Но вот он вдруг получил «вкусняцкую эпистоль» от Андрея, двоюродного брата Вадима, который частенько у того появлялся в гостях. Писал он из Подмосковья, куда распределился после окончания института. От перемены условий жизни, места, среды Андрей подзагрустил, поэтому его письма звали к анализу и философии. Они размышляли вместе. О чем? О судьбах, о правде, о добре и зле. Объем их еженедельных посланий доходил порой до двадцати страниц. Оба нашли в переписке отдушину. Каждый отбывал свое заключение. Тогда у них впервые появились размышления о Боге. Они пришли к пониманию того, что без Бога жизнь на земле бессмысленна. Переписка прервалась освобождением Губина.
Дома Сергея ожидала неприятная картина. В его квартире хозяйничали чужие люди. «Танюшка его возлюбленная» жила с мужчиной. Дочь ее Аня вышла замуж за здоровенного спортсмена и прижилась тут же. Хозяину квартиры жить здесь было негде. Его попросту выгнали из дому и посоветовали больше не появляться. Спортсмен для большей убедительности двинул Губина в живот, пребольно двинул.
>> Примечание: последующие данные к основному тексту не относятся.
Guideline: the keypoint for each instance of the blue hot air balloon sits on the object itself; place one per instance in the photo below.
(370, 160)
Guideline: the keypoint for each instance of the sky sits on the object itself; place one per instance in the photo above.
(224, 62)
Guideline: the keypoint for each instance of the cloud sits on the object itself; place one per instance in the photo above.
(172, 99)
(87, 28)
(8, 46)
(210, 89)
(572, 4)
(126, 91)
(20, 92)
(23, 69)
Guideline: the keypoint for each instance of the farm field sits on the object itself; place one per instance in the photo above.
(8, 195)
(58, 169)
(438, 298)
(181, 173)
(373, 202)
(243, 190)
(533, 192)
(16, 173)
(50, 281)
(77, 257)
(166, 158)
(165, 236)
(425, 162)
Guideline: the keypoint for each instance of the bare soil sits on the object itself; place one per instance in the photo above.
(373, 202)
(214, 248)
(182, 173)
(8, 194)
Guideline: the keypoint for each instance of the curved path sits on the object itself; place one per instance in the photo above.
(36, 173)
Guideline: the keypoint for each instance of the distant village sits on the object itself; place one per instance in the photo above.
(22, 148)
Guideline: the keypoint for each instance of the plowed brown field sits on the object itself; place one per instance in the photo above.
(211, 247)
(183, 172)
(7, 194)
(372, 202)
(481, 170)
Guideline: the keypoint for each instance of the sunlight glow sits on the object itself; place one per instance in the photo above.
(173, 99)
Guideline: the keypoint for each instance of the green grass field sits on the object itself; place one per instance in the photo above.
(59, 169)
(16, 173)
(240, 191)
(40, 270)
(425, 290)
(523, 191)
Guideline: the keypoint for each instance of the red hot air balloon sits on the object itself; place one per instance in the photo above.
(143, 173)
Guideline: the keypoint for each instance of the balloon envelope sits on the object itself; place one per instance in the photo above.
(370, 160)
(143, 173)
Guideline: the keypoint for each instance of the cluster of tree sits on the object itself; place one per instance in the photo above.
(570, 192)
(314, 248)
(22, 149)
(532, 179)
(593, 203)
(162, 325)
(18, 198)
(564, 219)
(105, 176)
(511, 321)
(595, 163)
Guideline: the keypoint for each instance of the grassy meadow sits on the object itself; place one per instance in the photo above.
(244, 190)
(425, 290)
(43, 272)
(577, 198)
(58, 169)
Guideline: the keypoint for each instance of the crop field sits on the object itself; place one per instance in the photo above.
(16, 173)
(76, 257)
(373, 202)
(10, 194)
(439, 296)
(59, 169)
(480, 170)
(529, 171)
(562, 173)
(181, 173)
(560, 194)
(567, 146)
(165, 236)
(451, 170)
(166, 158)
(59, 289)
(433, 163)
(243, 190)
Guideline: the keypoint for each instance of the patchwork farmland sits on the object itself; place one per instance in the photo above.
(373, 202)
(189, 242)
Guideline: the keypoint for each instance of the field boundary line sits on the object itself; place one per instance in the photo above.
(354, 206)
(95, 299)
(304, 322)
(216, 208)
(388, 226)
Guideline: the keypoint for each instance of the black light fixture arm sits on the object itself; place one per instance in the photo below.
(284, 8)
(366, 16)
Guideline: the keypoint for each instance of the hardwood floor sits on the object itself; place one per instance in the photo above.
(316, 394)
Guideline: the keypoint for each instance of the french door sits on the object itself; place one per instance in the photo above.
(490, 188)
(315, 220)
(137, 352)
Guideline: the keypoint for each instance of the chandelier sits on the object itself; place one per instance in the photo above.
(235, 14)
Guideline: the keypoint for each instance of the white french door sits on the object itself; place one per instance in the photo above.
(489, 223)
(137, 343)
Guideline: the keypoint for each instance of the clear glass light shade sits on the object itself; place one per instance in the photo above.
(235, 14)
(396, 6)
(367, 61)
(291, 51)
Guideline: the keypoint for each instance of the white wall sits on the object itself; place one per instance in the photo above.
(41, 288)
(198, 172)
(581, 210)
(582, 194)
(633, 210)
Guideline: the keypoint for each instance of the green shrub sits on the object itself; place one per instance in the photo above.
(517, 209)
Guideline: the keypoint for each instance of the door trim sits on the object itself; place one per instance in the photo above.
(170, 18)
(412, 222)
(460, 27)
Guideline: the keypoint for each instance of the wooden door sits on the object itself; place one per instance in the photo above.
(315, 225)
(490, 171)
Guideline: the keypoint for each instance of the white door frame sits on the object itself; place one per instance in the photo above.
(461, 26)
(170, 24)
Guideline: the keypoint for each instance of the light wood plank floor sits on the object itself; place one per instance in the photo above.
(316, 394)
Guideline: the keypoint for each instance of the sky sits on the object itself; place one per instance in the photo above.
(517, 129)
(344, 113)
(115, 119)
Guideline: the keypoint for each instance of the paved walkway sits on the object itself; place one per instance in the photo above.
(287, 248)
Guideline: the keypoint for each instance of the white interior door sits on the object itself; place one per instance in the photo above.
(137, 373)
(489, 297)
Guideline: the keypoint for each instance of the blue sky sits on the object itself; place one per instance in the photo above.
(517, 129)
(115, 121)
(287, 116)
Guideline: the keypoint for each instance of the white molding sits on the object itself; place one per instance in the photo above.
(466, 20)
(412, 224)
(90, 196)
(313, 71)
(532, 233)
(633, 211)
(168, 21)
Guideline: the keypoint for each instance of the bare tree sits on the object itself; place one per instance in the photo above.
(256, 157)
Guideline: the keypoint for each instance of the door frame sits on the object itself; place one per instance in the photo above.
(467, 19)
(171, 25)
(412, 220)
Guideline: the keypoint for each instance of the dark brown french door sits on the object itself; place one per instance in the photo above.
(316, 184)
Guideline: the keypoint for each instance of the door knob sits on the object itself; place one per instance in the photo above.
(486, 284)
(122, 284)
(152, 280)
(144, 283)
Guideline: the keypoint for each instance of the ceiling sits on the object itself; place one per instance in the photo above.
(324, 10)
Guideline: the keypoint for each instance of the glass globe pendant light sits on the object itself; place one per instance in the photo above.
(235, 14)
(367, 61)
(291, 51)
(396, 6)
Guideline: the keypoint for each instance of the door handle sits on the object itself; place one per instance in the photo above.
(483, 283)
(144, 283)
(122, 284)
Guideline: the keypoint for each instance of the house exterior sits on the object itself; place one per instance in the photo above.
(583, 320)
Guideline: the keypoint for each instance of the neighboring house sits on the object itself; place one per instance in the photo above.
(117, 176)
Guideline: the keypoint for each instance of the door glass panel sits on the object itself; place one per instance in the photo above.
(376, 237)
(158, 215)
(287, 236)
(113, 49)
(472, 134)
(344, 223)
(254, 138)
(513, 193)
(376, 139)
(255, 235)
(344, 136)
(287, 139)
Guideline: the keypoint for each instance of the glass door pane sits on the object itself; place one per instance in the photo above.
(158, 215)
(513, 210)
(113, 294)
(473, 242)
Губин пошел к тетке. Та приютила его, выделив раскладушку в чулане. Как-то раз к тетке пришел в гости ее сын Антон. Обнаружив Губина, он обрадовался и предложил «сообща усладить уста зеленым змием», а также «небрежно раскидать по эшафоту стола заграничные яства». Губин поначалу «закапризничал», потом по-мужицки хлопнул шапкой об пол и опрокинул первый стакан в рот. Потом второй. Пила с ними и «ихова махонькая тетушка». Она слезно «лупоглазала» на них, жалела Губина, жалела Антона, жалела свою тяжелую беспросветную жизнь, в которой «все не как-то».